东西伯利亚陆架作为全球最为宽浅的陆架之一,在全球变暖和北极快速变化背景下,受海冰减少、冻土退化、径流增加和海岸侵蚀加剧等因素的影响,该区沉积有机碳的来源、输运和埋藏发生着显著变化,且不同地区之间差异显著。东西伯利亚海西部和拉普捷夫海沉积有机碳以陆源贡献为主,海岸侵蚀作用提高了冻土碳的入海通量,对气候变化具正反馈效应;楚科奇海具有较高的有机碳埋藏效率,季节性海冰变化对有机碳的源汇有直接的影响。受沉积水动力作用影响,陆源沉积有机碳从勒拿河河口输运到陆架边缘需3 000~4 000年,不同类型有机碳存在显著的分异和降解。陆架有机碳埋藏具有显著的时空差异,大量高活性的冻土碳由陆向海的快速沉积对于北极土壤碳库的稳定性、水生环境有机碳的矿化及CO2的排放等方面具有重要的意义。今后该区的研究应加强综合地球化学指标和典型有机分子碳同位素等手段的应用,开展区域对比研究,重视海冰过程与有机碳源汇的联系,结合区域碳循环多模型集成,从现代过程与地质记录、替代指标与数值模拟相结合的角度去认识不同时间尺度快速气候变化下的有机碳源汇格局及其气候环境效应。

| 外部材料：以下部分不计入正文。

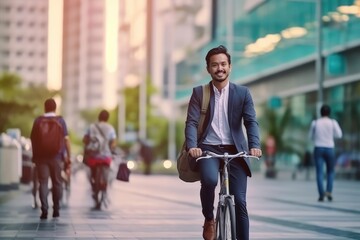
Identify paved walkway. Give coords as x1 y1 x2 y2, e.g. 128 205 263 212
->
0 167 360 240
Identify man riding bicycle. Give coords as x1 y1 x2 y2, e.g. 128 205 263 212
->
185 46 262 240
83 110 116 208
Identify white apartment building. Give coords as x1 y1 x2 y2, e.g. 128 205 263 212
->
0 0 48 84
62 0 119 134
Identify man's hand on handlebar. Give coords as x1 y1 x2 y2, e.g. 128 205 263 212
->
249 148 262 157
189 148 203 158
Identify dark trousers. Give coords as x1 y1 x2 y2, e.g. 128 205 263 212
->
36 159 62 212
197 144 249 240
314 147 336 197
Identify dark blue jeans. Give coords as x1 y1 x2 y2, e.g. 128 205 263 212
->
198 145 249 240
314 147 336 197
36 159 63 212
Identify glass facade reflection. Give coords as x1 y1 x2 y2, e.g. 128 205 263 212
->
176 0 360 172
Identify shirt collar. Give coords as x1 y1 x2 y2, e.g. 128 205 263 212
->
212 82 230 93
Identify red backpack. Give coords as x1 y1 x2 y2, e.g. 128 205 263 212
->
31 116 65 160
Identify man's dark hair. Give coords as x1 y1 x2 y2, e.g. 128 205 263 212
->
98 110 110 122
44 98 56 113
205 45 231 67
320 104 331 117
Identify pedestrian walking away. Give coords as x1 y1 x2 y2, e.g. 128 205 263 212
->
30 98 71 219
185 45 262 240
83 110 116 209
309 104 342 202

关键词: 沉积有机碳源汇海冰冻土碳北极东西伯利亚陆架气候变化    
Abstract:

The East Siberian Arctic Shelf (ESAS) is one of the widest and shallowest continental shelves in the world. In the context of the global warming and rapid Arctic changes, the sources, transport and burial of sedimentary Organic Carbon (OC) in this area have experienced significant changes with spatial heterogeneity, which could be related to the sea-ice reduction, permafrost degradation, increased runoff and intensified coastal erosion. The sedimentary OC is mainly contributed by Terrestrial Organic Carbon (TerrOC) in the western East Siberian Sea and the Laptev Sea, and the coastal erosion increases the flux of Permafrost Carbon (PF/C) with a positive climate feedback effect. The Chukchi Sea has high organic carbon burial efficiency, where the seasonal variation of sea ice has direct effect on the source and sink of OC. Under the influence of hydrodynamic sorting, the cross-shelf transport times of TerrOC from the Lena estuary to the shelf edge requires approximately 3 000~4 000 years, by coupling with a significant geochemical differentiation and degradation. There existed spatio-temporal variation for the OC burial on the ESAS, and the large amount and rapid deposition of highly-reactive PF/C from the land to the sea could have important significance for the Arctic soil carbon, the OC mineralization in the aquatic environment, and CO2 outgassing. The following research should strengthen the application of the comprehensive geochemical indices and the compound-specific isotope method, emphasizing the relation between the sea-ice and the sources and sink of the OC. By coupling with the models of regional carbon cycle, we should emphasize the integration of the modern process and geological records, proxy records with the numerical simulation, which is necessary to better understand the sources and sink of sedimentary OC and the climate and environmental effect from the varied timescales.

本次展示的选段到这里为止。